Une bonne partie des assistants s’était retirée déjà, lorsque la porte s’ouvrit et donna passage à un nouvel arrivant.

Il entra délibérément et comme un homme connaissant les êtres de la salle. Il tourna court au sortir du petit couloir, passa derrière Franz sans exciter l’attention, et disparut sous les rideaux du vestiaire.

Cet homme était enveloppé dans un grand manteau, dont les collets relevés lui cachaient le visage. Une fois dans le vestiaire, il s’assit sur un tabouret et demeura immobile.

À travers les intervalles des rideaux, ses yeux se fixèrent sur le jeune Franz, qui continuait de prendre sa leçon.

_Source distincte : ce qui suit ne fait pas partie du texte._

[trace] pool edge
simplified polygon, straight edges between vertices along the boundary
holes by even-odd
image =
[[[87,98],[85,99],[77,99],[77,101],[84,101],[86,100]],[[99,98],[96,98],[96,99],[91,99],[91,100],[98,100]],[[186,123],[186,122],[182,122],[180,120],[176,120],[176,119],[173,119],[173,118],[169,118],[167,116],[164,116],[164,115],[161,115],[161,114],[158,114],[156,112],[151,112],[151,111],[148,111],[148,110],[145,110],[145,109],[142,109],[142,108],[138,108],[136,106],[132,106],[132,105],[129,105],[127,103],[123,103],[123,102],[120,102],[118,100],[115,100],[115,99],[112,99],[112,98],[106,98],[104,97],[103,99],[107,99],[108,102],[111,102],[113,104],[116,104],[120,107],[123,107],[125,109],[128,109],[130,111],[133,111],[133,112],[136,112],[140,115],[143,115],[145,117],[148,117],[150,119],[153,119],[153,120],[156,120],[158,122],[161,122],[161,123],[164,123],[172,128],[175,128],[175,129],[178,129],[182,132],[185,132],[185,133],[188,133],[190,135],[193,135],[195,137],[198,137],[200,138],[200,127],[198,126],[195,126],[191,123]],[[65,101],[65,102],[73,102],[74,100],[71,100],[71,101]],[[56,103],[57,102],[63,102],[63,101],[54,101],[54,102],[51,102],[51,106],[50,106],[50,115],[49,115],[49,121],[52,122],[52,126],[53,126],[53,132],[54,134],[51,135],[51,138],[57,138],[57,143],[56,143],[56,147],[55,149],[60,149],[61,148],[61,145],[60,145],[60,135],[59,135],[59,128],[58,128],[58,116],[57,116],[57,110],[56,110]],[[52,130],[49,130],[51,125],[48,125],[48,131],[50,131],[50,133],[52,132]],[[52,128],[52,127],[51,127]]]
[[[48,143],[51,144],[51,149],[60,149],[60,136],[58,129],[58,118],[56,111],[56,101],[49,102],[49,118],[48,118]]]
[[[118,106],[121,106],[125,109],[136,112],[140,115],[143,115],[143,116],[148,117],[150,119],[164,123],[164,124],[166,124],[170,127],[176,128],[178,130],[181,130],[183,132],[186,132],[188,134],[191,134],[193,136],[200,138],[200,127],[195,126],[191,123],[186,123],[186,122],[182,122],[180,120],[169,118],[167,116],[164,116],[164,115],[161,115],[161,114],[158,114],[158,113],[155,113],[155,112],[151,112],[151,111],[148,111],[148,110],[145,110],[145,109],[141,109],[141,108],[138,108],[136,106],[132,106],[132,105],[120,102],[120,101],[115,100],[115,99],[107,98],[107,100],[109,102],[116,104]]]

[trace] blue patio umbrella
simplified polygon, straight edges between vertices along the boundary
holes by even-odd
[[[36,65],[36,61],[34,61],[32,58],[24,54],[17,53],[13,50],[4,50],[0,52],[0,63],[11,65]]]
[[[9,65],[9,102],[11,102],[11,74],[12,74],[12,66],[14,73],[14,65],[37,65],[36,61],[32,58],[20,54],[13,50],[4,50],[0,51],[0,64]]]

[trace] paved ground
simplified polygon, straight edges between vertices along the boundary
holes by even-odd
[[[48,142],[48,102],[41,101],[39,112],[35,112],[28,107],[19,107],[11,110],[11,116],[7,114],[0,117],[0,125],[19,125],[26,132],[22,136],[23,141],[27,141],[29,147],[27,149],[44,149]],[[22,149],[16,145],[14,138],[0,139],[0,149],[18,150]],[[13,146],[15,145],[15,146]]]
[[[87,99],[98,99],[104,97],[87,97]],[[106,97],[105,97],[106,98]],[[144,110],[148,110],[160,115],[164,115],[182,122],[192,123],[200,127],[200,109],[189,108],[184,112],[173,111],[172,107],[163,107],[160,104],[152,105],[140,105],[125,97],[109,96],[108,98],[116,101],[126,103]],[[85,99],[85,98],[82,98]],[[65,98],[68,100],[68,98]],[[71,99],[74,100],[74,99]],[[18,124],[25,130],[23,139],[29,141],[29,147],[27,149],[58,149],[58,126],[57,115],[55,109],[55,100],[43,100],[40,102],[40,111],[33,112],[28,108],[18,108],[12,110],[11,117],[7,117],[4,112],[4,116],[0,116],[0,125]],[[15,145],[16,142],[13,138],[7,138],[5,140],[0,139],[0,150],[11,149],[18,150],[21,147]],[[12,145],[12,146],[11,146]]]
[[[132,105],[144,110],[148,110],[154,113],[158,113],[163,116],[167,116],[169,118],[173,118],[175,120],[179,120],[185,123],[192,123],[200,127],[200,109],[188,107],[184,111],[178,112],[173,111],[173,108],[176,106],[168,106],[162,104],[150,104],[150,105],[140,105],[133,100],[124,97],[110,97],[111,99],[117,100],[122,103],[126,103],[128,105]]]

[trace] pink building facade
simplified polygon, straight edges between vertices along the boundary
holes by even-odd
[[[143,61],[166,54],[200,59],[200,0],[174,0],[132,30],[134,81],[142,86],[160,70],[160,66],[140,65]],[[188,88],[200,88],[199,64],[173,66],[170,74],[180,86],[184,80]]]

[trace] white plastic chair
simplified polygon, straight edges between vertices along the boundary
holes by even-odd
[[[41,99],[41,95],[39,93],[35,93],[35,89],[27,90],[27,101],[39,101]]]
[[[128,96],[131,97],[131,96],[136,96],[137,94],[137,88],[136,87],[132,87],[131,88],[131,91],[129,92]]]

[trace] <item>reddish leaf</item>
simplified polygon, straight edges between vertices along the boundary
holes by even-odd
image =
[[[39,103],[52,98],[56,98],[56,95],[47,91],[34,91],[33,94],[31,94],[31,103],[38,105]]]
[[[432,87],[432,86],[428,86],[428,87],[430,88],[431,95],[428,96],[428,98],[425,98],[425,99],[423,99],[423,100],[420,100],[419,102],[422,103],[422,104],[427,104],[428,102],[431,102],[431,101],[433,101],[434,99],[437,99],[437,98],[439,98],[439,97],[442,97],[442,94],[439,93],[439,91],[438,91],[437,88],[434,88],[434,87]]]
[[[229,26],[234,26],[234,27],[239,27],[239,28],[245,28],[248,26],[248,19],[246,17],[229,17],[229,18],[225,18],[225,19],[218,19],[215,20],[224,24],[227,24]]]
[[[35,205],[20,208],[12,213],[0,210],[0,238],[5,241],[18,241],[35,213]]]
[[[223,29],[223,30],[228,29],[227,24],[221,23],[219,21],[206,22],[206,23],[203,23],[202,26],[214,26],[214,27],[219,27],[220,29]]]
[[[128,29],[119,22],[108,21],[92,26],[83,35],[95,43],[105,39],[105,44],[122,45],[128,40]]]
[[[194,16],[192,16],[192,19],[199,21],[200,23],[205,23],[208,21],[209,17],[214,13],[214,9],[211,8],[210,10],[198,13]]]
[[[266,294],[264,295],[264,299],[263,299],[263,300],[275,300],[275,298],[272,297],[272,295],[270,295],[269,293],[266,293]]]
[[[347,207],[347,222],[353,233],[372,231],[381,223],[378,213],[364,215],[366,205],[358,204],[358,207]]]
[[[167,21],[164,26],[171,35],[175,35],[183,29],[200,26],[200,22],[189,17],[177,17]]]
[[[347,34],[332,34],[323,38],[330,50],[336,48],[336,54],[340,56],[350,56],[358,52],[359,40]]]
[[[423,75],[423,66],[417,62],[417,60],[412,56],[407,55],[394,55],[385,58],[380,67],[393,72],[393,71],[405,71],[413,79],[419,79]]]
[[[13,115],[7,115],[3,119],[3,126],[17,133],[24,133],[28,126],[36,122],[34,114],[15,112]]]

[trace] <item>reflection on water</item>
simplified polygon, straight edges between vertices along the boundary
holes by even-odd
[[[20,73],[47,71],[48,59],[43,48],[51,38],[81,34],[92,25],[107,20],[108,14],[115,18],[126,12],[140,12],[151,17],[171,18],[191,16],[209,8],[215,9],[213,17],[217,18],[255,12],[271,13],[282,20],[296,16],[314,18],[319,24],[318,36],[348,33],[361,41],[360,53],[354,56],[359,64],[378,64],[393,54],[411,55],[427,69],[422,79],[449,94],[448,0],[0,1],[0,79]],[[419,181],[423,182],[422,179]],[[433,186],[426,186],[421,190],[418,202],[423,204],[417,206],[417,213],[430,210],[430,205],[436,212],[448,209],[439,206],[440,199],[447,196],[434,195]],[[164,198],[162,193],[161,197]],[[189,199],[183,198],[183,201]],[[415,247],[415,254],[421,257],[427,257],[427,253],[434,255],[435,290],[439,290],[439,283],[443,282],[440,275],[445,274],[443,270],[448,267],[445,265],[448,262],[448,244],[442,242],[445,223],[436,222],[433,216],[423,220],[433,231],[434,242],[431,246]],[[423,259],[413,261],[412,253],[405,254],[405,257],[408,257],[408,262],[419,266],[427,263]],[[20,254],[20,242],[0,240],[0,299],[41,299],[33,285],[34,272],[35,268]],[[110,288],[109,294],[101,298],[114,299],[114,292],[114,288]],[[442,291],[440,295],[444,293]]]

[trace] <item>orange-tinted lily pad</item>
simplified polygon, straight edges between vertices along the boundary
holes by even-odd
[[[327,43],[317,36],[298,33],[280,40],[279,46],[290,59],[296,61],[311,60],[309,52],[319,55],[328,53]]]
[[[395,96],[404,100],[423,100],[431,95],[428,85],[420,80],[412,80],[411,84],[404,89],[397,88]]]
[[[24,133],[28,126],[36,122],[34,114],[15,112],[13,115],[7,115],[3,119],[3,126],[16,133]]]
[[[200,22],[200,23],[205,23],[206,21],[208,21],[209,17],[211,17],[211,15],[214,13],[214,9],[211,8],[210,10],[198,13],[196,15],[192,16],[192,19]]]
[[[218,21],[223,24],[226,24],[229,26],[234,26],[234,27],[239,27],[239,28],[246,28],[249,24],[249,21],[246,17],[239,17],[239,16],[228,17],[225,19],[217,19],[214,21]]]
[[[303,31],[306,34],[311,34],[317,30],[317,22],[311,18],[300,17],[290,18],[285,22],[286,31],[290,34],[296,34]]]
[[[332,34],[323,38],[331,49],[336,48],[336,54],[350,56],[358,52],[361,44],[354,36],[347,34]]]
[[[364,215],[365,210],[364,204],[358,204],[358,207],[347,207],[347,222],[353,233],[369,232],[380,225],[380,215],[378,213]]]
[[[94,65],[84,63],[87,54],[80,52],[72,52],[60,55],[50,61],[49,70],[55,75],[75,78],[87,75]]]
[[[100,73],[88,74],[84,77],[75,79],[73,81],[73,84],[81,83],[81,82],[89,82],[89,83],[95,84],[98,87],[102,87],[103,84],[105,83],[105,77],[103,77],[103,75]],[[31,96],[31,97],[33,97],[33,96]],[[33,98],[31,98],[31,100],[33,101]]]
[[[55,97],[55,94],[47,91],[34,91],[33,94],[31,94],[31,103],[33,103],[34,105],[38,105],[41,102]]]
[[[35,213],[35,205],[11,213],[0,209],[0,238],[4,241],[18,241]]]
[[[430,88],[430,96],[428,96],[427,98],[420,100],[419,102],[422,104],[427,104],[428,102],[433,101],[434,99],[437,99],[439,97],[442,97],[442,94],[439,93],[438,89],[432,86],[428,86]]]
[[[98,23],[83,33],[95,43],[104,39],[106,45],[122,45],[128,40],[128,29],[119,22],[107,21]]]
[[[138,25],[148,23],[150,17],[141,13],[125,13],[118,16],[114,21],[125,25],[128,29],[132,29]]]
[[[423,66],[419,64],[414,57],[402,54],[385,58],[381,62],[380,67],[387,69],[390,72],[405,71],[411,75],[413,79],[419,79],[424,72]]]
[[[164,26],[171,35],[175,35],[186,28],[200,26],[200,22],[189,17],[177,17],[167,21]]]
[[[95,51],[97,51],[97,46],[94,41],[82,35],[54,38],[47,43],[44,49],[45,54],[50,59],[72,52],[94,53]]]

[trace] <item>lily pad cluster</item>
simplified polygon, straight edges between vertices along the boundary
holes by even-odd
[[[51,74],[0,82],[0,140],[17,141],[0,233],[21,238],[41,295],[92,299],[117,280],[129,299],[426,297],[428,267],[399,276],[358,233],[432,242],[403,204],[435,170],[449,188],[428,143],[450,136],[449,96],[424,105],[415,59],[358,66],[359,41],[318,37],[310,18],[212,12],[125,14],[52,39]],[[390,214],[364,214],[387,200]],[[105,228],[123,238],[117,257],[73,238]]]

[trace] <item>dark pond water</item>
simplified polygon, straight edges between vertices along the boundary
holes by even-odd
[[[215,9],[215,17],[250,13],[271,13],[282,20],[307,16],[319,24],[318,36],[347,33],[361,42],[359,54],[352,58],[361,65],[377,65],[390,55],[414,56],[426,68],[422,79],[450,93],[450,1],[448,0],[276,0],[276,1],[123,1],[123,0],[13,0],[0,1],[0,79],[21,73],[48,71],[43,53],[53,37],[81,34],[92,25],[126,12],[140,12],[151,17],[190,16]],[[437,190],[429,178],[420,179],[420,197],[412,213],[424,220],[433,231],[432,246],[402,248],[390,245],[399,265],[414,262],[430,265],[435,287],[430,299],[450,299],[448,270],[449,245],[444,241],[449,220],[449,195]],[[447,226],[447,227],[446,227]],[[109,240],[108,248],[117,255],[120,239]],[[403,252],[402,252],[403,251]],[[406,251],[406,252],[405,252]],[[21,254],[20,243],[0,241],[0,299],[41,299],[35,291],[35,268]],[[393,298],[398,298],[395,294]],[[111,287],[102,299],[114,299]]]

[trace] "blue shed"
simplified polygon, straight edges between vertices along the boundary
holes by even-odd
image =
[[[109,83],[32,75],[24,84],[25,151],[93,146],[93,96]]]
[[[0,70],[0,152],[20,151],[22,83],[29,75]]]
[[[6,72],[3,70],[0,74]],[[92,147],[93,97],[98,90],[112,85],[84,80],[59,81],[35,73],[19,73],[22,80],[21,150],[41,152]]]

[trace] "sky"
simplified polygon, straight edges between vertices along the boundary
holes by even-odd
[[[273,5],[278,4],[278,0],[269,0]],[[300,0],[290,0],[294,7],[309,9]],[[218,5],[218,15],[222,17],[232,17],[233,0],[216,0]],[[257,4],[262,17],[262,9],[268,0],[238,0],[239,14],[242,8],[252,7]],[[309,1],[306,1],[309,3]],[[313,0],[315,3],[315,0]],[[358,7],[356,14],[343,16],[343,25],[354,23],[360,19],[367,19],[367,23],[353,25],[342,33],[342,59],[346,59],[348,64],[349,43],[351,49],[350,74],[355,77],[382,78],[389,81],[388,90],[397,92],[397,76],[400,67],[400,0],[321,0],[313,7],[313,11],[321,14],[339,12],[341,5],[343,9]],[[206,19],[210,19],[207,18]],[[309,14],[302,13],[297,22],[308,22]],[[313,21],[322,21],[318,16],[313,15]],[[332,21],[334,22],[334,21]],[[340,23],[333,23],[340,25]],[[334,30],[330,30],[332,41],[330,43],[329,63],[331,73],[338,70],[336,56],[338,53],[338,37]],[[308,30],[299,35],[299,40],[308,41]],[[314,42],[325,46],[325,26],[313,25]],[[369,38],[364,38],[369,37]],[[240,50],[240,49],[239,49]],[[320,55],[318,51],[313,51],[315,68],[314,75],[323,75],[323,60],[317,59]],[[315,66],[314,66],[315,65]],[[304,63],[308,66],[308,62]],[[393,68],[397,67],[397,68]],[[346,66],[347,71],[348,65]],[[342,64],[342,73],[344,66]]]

— Êtes-vous fatigué ? demandait encore Grisier en ce moment.

— Non, répondait Franz, dont la main semblait être devenue de fer.

Dans la salle, cependant, il faisait une chaleur étouffante, et derrière les rideaux, cette chaleur était encore augmentée par le poêle embrasé.

Le nouveau venu rabattit les collets de son manteau pour respirer à l’aise. Eugène, qui s’habillait en ce moment, à ses côtés, lui tendit la main comme à une vieille connaissance et le salua du nom de baron de Rodach.

— Voilà longtemps que vous n’étiez venu à la salle ? dit-il.

— J’ai voyagé, répondit le baron.

Puis il se remit à contempler le jeune Franz par la fente des rideaux entr’ouverts.

Franz commençait enfin à sentir la fatigue. Il baissa son fleuret et secoua sa main endolorie.

— Vous allez me lasser avant que je sache attaquer. Monsieur !… dit-il.

— Patience ! répliqua Grisier, nous avons jusqu’à demain matin.

— Non pas ! interrompit le jeune homme vivement ; j’ai, ma foi, bien d’autres choses à faire cette nuit !…

Il n’y avait que deux ou trois retardataires dans la salle, et autant derrière le rideau.

Grisier fit asseoir Franz sur le divan non élastique qui règne le long de la muraille.